Being hungry sucks! I devoured all the still-edible leftovers in the fridge and, still feeling hungry, cleaned out the Baby Ruth candy bars from the candy bowl on the dining room buffet. I don’t even like Baby Ruth candy bars, but I didn’t remember this until after I had eaten three of them.

My point here is, the average human couldn’t follow a caloric deprivation diet for more than about six hours, much less 40 or 60 years.
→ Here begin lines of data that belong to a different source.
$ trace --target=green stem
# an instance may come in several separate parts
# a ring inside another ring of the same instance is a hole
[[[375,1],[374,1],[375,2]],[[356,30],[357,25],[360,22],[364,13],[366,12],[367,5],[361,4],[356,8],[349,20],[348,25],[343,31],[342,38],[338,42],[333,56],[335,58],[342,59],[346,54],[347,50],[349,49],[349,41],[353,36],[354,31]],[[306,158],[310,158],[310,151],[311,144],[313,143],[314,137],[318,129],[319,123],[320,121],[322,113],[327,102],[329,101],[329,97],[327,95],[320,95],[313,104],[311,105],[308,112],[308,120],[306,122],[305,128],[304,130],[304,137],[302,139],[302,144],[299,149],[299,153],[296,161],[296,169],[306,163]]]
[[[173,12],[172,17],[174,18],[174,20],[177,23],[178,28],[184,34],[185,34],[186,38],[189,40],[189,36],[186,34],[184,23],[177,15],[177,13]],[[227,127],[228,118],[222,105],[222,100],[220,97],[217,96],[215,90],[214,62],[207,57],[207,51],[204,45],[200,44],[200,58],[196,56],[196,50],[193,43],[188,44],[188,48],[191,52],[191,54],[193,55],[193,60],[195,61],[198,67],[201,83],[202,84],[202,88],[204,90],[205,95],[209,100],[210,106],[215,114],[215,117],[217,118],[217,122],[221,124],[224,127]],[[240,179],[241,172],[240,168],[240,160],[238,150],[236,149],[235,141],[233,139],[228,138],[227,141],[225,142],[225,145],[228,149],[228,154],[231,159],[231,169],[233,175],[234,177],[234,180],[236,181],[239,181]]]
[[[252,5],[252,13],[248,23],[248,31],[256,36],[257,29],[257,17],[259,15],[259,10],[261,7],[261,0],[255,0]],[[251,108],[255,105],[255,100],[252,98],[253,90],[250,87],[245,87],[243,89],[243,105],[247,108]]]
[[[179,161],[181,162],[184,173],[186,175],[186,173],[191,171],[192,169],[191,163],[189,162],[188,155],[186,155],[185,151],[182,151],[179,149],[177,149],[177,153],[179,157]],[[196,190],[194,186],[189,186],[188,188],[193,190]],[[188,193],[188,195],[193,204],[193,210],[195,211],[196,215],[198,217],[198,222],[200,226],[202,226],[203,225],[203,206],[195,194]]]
And the problem with these ‘caloric restriction studies’ is that a ‘caloric lifetime of deprivation is needed to achieve the longer-life benefits.’ Darn it! Forget that! Although some people might eat less longer by joining the calorie restriction society,they might never smile again (judging from the member interviewed for CBS News).

Or … choose to continue eating normally and possibly succumb to age-related conditions like diabetes, cancer, cardiovascular disease, brain atrophy, and mange hair.

My plan is to keep on keepin’ on with my happy eating habits while holding out for some Big Pharmaceutical Company to replicate the positive results of the food deprivation study with drugs! Yeah! Because they have their research teams working on it, developing a souped-up version of the red wine compound resveratrol that has been found to make mice live longer and stay healthier. Not to worry! Just keep eating the way you normally do and slow your aging process and fend off death by taking a pill! How else could we ever do it?

That’s my plan! Hey, at least I have one! I may buy a wig too, because I really don’t dig the look of that mange hair.

And I do wonder, in the final analysis, how are you really gonna know that you are living longer?